Cada caballo tenía dos cestas trenzadas como las que se usan para llevar frutas, una a cada lado; y en cada cesto se había colocado a un niño y con él un paquetito y un trozo de tarta, última golosina que les habían entregado en la casa paterna. Asomando por esas cestas que se balanceaban y rechinaban, podían verse los rostros frescos y asustados de aquellos niños capturados a la fuerza. Algunos miraban con tranquilidad por encima de las grupas de los caballos y sus miradas escudriñaban a lo lejos, hacia donde quedaba su tierra natal; otros comían y lloraban al mismo tiempo y otros dormían, con la cabeza apoyada en la albarda. A cierta distancia de los últimos caballos y como colofón de tan extraordinaria caravana, se arrastraban, dispersos y jadeantes, gran número de padres y de madres de aquellos niños que les habían sido arrancados para siempre y cuyo destino consistía en ser islamizados y circuncisos, en olvidar su fe, su tierra y su origen, y en pasar su vida en destacamentos de genízaros o en algún servicio más importante del imperio otomano. Eran en su mayoría mujeres, madres, abuelas o hermanas de los niños capturados. Cuando se acercaban demasiado, los caballeros del aga, aullando, las dispersaban a fustazos lanzando sobre ellas sus caballos. Huían entonces y se escondían en los bosques que bordeaban el camino, pero, poco después, se reunían de nuevo tras el convoy y se esforzaban por ver una vez más, con sus ojos arrasados de lágrimas, la cabeza del niño que les había sido arrebatado. Las más tenaces y difíciles de contener eran las madres. Corrían a marchas forzadas y sin mirar dónde ponían los pies, con el pecho desnudo, desgreñadas, olvidando todo lo que las rodeaba. Lloraban y se lamentaban como ante un cadáver. Otras, medio locas, gemían, aullaban como si su matriz se rasgase con los dolores del parto y, cegadas por las lágrimas, iban a dar de cabeza contra los látigos de los caballeros. Respondían a cada fustazo con una pregunta insensata: – ¿Adonde los lleváis?

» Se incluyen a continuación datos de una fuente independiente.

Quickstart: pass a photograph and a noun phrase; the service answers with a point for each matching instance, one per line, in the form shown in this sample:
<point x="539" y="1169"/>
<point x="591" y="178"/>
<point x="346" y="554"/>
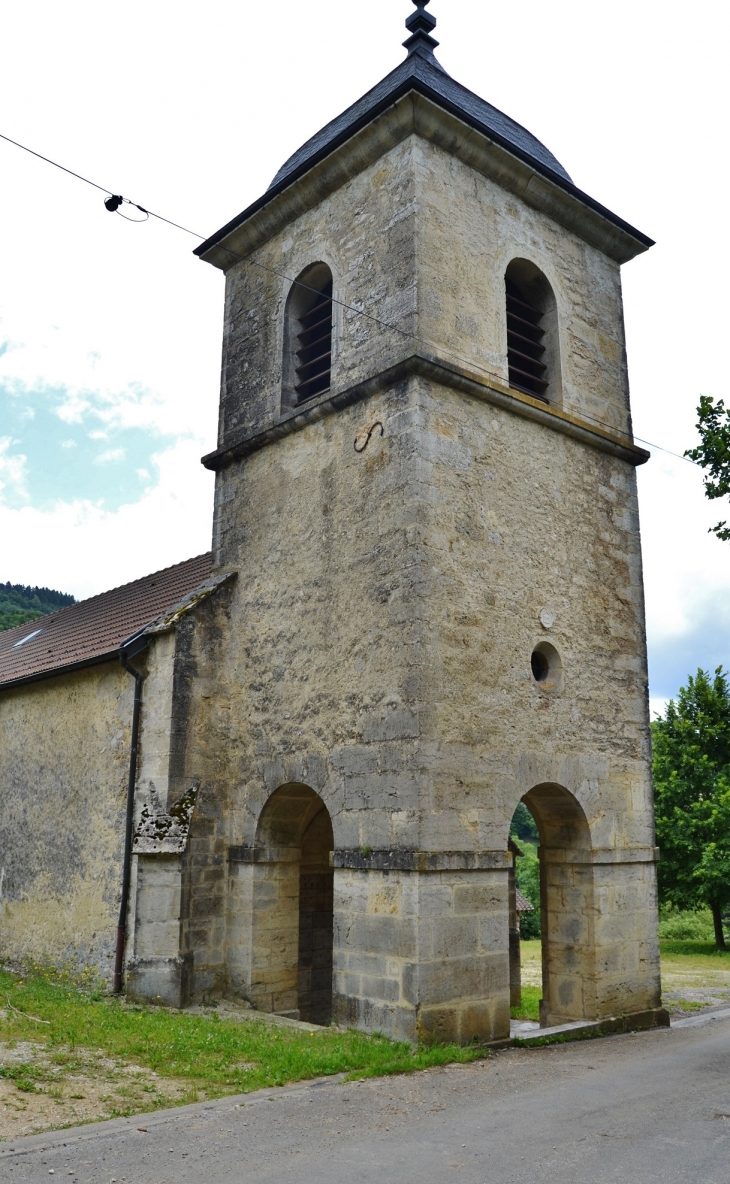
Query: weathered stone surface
<point x="64" y="760"/>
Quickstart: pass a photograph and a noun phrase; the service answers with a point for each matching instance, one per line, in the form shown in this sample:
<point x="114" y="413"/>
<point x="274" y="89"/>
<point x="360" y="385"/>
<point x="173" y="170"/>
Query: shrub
<point x="684" y="925"/>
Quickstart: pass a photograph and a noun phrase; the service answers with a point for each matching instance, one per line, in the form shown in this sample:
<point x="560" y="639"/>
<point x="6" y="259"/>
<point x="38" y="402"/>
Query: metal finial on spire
<point x="420" y="25"/>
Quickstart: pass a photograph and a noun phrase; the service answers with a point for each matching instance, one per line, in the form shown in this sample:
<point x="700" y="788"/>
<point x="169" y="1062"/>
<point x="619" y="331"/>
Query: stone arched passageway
<point x="291" y="963"/>
<point x="567" y="906"/>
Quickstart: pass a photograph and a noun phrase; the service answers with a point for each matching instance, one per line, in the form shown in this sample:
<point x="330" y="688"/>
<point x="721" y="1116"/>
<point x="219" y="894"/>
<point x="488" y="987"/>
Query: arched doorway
<point x="567" y="906"/>
<point x="292" y="907"/>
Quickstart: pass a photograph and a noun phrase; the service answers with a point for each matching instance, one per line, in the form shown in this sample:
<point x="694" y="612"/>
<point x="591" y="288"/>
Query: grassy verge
<point x="529" y="1008"/>
<point x="210" y="1056"/>
<point x="696" y="950"/>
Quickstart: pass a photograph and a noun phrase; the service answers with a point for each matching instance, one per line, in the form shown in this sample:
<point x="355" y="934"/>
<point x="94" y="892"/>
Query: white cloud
<point x="12" y="469"/>
<point x="111" y="456"/>
<point x="81" y="548"/>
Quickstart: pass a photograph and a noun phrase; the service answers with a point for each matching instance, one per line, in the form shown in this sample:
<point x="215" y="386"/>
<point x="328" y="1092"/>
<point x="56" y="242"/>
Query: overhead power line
<point x="115" y="200"/>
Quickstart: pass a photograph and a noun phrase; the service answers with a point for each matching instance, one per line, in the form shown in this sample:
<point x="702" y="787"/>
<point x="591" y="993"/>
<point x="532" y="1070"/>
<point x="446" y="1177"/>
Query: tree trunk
<point x="719" y="938"/>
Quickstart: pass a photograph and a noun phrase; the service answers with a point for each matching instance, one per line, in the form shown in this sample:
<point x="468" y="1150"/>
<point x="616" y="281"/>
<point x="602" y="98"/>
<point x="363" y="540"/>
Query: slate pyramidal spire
<point x="420" y="24"/>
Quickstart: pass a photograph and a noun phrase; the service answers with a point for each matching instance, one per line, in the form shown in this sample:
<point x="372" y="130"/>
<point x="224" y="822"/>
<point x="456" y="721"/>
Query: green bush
<point x="684" y="925"/>
<point x="528" y="881"/>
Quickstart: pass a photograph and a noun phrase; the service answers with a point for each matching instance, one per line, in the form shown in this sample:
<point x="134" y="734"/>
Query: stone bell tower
<point x="425" y="482"/>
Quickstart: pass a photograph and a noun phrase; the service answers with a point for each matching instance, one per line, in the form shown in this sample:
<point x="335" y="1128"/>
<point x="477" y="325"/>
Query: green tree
<point x="692" y="797"/>
<point x="714" y="452"/>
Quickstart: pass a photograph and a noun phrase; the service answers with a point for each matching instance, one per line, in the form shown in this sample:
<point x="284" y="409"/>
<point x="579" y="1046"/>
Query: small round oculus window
<point x="547" y="667"/>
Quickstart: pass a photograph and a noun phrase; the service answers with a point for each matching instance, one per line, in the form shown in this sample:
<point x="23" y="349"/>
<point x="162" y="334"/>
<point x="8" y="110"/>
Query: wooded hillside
<point x="20" y="603"/>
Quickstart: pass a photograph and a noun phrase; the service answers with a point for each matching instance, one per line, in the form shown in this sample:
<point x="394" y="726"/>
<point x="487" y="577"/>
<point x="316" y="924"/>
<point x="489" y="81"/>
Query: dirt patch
<point x="43" y="1089"/>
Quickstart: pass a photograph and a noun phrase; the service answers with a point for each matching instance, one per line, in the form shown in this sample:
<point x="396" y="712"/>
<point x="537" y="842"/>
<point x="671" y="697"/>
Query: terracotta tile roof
<point x="94" y="629"/>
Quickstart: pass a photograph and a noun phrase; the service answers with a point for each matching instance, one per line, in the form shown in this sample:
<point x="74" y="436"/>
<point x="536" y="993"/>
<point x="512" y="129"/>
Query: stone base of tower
<point x="421" y="945"/>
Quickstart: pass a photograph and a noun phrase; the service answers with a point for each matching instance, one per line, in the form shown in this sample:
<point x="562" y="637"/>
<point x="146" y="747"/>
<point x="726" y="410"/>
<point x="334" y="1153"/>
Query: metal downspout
<point x="118" y="962"/>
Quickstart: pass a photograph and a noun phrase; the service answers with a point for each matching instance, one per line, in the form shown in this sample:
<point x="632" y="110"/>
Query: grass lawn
<point x="530" y="1004"/>
<point x="69" y="1056"/>
<point x="693" y="976"/>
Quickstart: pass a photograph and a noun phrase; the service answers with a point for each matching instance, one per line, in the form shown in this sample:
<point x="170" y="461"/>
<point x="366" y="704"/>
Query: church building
<point x="284" y="772"/>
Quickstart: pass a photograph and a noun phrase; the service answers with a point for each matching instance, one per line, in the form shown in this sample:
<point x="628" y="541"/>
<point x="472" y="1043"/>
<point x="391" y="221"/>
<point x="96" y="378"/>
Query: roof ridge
<point x="117" y="587"/>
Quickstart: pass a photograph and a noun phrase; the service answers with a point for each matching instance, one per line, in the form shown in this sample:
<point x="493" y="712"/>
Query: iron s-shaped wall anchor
<point x="367" y="439"/>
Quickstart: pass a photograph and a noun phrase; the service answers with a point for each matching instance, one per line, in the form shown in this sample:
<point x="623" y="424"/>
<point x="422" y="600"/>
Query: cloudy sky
<point x="110" y="332"/>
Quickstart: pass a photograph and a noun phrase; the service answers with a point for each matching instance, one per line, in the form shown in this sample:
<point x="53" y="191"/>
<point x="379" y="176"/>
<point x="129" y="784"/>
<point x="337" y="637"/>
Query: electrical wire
<point x="350" y="308"/>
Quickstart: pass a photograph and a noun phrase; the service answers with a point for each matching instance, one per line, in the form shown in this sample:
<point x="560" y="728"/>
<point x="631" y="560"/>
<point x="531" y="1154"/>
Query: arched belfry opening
<point x="567" y="906"/>
<point x="292" y="907"/>
<point x="308" y="336"/>
<point x="531" y="332"/>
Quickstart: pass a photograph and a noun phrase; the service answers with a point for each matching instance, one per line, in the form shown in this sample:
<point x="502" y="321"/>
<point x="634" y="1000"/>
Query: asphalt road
<point x="634" y="1108"/>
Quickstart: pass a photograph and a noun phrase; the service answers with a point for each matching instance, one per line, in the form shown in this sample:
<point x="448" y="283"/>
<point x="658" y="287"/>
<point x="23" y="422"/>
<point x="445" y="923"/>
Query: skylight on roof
<point x="27" y="637"/>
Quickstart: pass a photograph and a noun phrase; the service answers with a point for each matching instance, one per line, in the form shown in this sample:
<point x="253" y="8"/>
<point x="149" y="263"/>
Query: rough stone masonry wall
<point x="64" y="761"/>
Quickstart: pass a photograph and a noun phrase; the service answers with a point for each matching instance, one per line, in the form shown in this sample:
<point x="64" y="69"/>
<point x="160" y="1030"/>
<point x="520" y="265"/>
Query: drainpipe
<point x="129" y="649"/>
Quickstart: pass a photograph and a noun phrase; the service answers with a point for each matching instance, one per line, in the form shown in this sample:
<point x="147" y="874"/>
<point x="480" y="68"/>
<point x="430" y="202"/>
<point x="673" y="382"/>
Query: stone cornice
<point x="445" y="373"/>
<point x="394" y="860"/>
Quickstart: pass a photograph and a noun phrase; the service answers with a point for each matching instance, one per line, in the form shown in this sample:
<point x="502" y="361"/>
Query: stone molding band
<point x="393" y="860"/>
<point x="435" y="370"/>
<point x="600" y="855"/>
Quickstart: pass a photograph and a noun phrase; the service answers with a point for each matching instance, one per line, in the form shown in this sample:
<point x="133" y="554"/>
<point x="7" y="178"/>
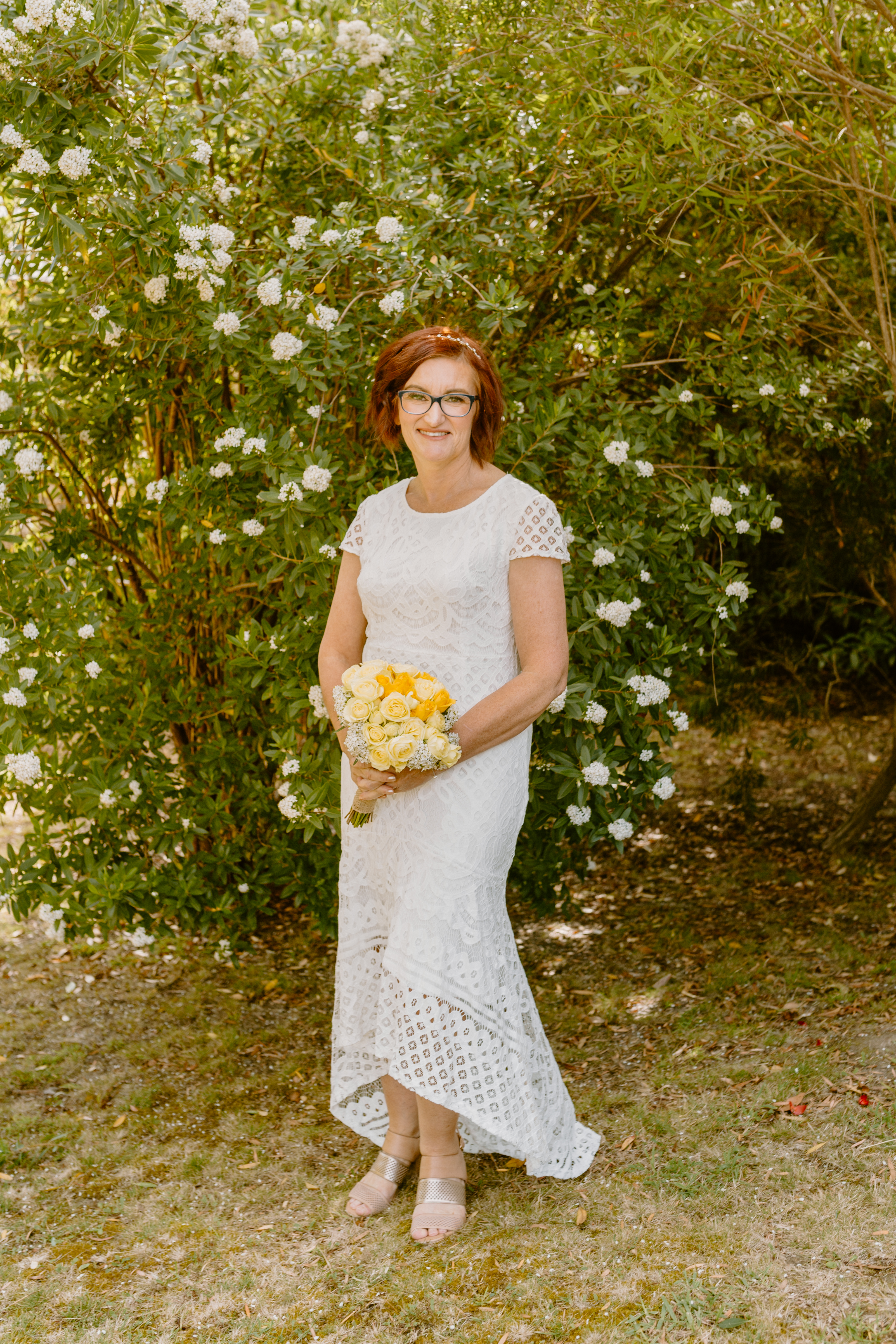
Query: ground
<point x="722" y="1003"/>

Algunas trataban de llamar a su hijo y de darle algo de ellas mismas, una última recomendación o un consejo para el viaje resumidos en dos palabras.
– ¡Radé, hijo mío, no olvides a tu madre!
– ¡Ilia! ¡Ilia! ¡Ilia! -gritaba otra mujer buscando desesperadamente con la mirada la cabeza querida y familiar y repetía el grito sin tregua, como si quisiese grabar en la memoria del niño aquel nombre cristiano que, dentro de unos días, le sería arrebatado para siempre.
Pero el camino es largo, el suelo duro, el cuerpo débil y los turcos son poderosos y despiadados. Poco a poco, aquellas mujeres se paraban y, fatigadas por la marcha, agotadas por los golpes, abandonaban una tras otra tan inútil esfuerzo. Aquí, junto a la barca de Vichegrado, debían detenerse las más tenaces, porque no eran admitidas en la barca y no había otro medio de cruzar el río. Aquí, esperaban, como petrificadas e insensibles al hambre, a la sed y al frío, para ver una vez más, en la orilla opuesta, el convoy de caballos y caballeros que se alejaba y se desvanecía en dirección a Dobruna. Y aquí podían imaginarse una vez más, en medio del convoy, al niño querido que desaparecía a sus miradas.
Aquel día de noviembre, en uno de los numerosos cestos, un chiquillo moreno, de unos diez años, originario de Sokolovitchi, pueblo situado en la parte alta de la región, miraba en torno suyo, silencioso y con los ojos secos. Sostenía, con su mano transida y roja de frío, una navajita curva y tallaba distraídamente el borde de su cesto, pero al mismo tiempo miraba alrededor. Debía guardar en su memoria la orilla pedregosa, cubierta por unos escasos sauces desnudos de un gris pobre; debía recordar al monstruoso barquero y el frágil molino de agua, cuajado de telas de araña y de corrientes de aire, donde los niños tuvieron que pasar la noche antes de poder atravesar las aguas turbulentas del Drina, por encima del cual graznaban las cornejas. Un malestar físico surgió en él, una especie de línea negra que, de vez en cuando, durante un segundo o dos, le partía el pecho en dos y le causaba un profundo dolor. Tal sufrimiento permaneció ligado en su memoria a aquel lugar en que el camino se quebraba, donde la desesperanza y la desolación se acumulaban sobre las orillas pedregosas del río a través del cual el paso era difícil, costoso y poco seguro, un lugar singularmente doloroso y neurálgico en un país plagado de montañas y miserable, de una miseria manifiesta y evidente, donde el hombre se veía detenido por los elementos más fuertes que él y donde humillado por su impotencia, tenía que ver con mayor claridad su desventura y la de los demás, su retraso y el del prójimo.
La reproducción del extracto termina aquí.